# Boots that run narrow partially - Beginner (First boot advice)



## linvillegorge (Jul 6, 2009)

Salomon, especially the F series.

Or, virtually any boot with a removable liner if you replace it with the Remind Solution liner.


----------



## ridinbend (Aug 2, 2012)

All women's boots




linvillegorge said:


> Salomon, especially the F series.
> 
> Or, virtually any boot with a removable liner if you replace it with the Remind Solution liner.


I bought malamutes and f3.0 specifically for my wide foot. Both pairs were not narrow boots.


----------



## linvillegorge (Jul 6, 2009)

ridinbend said:


> All women's boots
> 
> 
> 
> ...


They must have changed them when they changed the naming structure then. The old F20/F22/F24 all ran narrow. The F22s are the only boots that have ever fit me correctly straight out of the box.


----------



## ridinbend (Aug 2, 2012)

linvillegorge said:


> They must have changed them when they changed the naming structure then. The old F20/F22/F24 all ran narrow. The F22s are the only boots that have ever fit me correctly straight out of the box.


That would be real unfortunate if you loved a boot and they changed the fit. I love the heel hold I get in the malamutes.


----------



## robromo1023 (Jan 14, 2016)

So I've tried to measure my feet since that will help.

I tried to estimate the widest part of the foot, and then marked it on paper similar to how I marked my length (put it against a wall, mark with a pencil the tip, etc.)

It measured 10cm or just a pinch either way. So about 3.9 in to 4.0in. For my (10/10.5 28cm length) - that seems like normal width (according to Wiredsport's post).

So maybe my feet aren't as narrow as I thought. Or it's only narrow at the heel.


----------



## ridinbend (Aug 2, 2012)

The foam J bars included with many boots will help increase heel hold. Boot liners also vary significantly. Take your time and try on lots of boots if possible. Don't skimp on a boot purchase either.


----------



## neni (Dec 24, 2012)

All the brands you've mentioned make good boots. Select the ones which fit best, not the brand.
For narrow heels, try if the Ride Insano fits your feet.


----------



## psklt (Jan 5, 2016)

If your shop was making you try on boots LARGER than you measured on the Brannock then I would question their boot fitting knowledge. Your boots will never feel tighter than the first time you wear them, they will constantly pack down/out and stretch no matter what. Especially models aimed toward beginners-intermediate. Try on a half size smaller boot that has some kind of system like a dedicated boa for heel lift, most companies are putting things like that on boots now. You want to spend a decent amount of time in the shop with them on your feet so they at least start to mold a little bit. Try on multiple pairs and see how they differ and what feels more comfortable to you specifically.

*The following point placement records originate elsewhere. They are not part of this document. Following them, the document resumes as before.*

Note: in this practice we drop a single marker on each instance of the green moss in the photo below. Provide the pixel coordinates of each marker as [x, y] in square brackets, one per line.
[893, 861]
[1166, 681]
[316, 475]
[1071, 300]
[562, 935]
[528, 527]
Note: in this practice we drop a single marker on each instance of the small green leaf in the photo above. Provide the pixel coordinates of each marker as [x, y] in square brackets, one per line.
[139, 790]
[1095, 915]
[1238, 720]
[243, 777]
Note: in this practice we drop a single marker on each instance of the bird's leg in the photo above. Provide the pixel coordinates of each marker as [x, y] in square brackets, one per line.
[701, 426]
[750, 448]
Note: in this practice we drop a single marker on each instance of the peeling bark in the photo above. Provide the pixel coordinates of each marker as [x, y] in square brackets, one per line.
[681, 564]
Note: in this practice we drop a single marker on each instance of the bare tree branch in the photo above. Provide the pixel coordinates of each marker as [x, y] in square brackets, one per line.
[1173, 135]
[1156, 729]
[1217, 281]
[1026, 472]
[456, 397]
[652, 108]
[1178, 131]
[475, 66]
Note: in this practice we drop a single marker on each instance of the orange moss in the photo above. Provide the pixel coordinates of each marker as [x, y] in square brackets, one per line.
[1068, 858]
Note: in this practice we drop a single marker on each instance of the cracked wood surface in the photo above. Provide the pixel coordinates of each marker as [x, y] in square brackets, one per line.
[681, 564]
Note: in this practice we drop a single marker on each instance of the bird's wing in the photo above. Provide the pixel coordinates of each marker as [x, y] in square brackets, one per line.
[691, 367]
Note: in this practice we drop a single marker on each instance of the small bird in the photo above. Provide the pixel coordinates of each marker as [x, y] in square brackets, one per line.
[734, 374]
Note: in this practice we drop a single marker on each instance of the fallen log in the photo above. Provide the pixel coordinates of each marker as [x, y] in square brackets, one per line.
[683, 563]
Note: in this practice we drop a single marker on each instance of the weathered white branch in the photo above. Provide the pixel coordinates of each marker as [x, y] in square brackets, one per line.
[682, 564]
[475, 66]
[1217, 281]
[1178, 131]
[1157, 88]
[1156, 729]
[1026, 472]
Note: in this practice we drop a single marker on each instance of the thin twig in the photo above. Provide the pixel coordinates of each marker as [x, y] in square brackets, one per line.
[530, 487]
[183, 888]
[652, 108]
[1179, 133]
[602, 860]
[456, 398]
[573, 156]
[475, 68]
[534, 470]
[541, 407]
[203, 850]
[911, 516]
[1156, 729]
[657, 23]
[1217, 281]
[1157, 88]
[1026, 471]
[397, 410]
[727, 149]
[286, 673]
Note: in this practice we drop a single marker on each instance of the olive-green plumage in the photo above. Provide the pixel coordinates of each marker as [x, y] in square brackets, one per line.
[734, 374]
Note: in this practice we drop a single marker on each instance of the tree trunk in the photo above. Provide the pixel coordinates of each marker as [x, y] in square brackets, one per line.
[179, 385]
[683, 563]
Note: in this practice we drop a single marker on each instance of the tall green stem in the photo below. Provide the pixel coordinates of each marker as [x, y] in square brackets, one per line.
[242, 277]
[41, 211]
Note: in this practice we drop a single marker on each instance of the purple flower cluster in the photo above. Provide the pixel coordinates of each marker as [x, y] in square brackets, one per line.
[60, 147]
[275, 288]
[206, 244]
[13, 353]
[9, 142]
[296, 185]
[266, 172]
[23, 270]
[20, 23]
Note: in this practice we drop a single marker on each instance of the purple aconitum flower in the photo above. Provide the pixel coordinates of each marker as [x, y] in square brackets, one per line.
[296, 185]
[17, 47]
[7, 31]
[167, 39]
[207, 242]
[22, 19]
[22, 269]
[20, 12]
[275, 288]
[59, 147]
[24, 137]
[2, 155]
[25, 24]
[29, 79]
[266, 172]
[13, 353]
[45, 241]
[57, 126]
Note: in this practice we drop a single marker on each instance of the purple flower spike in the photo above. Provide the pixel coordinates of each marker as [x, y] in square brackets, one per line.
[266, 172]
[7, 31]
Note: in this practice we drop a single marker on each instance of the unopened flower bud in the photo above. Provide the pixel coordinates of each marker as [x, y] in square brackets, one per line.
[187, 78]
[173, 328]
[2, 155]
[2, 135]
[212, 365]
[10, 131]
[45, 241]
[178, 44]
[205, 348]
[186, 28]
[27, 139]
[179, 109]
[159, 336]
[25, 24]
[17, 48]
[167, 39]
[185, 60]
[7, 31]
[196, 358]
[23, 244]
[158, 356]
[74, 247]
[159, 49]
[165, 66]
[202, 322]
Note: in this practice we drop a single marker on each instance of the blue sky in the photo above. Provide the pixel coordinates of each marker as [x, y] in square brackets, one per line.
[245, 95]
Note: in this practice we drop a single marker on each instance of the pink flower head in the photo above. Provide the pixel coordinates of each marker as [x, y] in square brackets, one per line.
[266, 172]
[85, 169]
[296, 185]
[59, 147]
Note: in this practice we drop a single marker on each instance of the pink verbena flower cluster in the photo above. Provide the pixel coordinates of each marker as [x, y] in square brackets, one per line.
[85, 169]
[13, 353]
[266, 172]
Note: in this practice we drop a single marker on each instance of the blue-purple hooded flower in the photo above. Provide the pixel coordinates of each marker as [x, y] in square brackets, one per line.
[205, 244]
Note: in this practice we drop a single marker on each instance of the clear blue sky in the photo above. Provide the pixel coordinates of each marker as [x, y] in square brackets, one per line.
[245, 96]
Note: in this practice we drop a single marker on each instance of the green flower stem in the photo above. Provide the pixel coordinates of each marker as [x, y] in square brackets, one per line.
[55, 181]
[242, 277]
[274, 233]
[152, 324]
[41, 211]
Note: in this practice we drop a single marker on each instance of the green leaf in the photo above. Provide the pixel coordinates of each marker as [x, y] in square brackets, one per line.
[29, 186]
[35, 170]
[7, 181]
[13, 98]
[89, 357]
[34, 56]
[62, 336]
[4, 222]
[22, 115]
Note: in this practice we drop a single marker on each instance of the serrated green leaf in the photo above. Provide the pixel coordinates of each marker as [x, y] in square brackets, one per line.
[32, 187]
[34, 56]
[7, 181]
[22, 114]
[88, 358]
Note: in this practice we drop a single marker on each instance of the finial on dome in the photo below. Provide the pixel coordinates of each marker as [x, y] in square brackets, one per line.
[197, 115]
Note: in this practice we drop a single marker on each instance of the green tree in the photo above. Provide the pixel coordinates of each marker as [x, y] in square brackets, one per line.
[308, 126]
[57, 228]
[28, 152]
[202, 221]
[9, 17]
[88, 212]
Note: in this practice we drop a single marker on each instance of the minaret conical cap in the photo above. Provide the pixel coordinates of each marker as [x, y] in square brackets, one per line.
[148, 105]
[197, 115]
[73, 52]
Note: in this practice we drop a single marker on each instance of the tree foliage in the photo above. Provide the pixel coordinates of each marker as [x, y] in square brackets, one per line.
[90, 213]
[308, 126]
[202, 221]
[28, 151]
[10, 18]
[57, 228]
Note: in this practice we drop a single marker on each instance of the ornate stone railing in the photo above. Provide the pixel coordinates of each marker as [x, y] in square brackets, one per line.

I too have a narrow ankle/top of ankle. I had K2 Maysis' for a few weeks, but the boa conda for heel lift gave me too many pressure points. I now have Ride Lasso's which have been great so far. The side boa pulls the tongue down and back above the ankle so it really holds the heel in there. Lasso's might be a bit stiff for you, but maybe try the Triad if you can find it around. Another option would be the Darko if the K2 conda feels good to you. Burton's were a bit too wide for me especially after 30 days. Can't speak for DC as I've never worn them, but the Judge gets good praise.


----------



## psklt (Jan 5, 2016)

neni said:


> All the brands you've mentioned make good boots. Select the ones which fit best, not the brand.
> For narrow heels, try if the Ride Insano fits your feet.

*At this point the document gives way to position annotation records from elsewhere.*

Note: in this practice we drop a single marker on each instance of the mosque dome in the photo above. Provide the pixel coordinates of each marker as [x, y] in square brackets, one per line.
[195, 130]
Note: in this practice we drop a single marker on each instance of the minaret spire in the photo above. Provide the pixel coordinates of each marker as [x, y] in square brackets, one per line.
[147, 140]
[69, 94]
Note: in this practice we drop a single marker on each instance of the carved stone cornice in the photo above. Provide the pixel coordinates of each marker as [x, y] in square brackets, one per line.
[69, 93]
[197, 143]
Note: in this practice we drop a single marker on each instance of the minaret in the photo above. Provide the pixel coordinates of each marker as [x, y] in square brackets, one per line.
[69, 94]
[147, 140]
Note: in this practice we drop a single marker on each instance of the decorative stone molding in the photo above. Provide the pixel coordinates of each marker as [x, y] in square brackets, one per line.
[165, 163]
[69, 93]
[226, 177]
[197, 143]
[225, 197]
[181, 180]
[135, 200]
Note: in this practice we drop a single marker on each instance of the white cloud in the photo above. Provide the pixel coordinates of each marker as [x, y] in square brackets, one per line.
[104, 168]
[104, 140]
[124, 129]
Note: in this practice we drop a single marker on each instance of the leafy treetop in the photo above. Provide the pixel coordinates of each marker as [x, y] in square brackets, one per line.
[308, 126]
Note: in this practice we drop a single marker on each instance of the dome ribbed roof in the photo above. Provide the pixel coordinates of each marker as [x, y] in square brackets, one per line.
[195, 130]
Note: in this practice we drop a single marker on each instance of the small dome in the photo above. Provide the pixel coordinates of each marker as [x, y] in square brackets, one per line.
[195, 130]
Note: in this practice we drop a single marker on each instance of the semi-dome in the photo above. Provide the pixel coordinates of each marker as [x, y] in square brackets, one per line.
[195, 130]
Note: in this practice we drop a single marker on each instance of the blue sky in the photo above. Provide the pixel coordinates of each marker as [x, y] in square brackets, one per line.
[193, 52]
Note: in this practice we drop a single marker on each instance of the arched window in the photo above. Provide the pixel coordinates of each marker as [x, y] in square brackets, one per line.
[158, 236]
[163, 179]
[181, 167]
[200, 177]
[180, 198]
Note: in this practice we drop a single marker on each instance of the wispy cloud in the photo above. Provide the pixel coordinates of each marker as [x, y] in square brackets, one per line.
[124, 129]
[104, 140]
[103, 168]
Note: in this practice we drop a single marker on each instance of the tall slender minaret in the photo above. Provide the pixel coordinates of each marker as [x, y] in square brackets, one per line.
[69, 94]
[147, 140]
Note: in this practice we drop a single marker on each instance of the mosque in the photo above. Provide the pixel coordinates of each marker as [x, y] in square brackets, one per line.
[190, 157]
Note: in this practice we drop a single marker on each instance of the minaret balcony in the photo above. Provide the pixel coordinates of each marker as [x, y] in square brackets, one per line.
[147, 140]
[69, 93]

The Insano is really a wonderfully constructed boot, feels and fits amazing, but I think it might be too much boot for a beginner. I even backed out last minute and went with the softer/lesser tech Lasso for more all mountain needs and they remain stiff enough to me for a 6/10 flex rating. I wish I had that Michelin sole, though


----------



## robromo1023 (Jan 14, 2016)

I will check what the store has tomorrow when I go in person.

I know that they carry DC (Scout) Burton (Ruler),and Ride (Anthem) so I will try those on, and any other brands they have in the 200 price range.


----------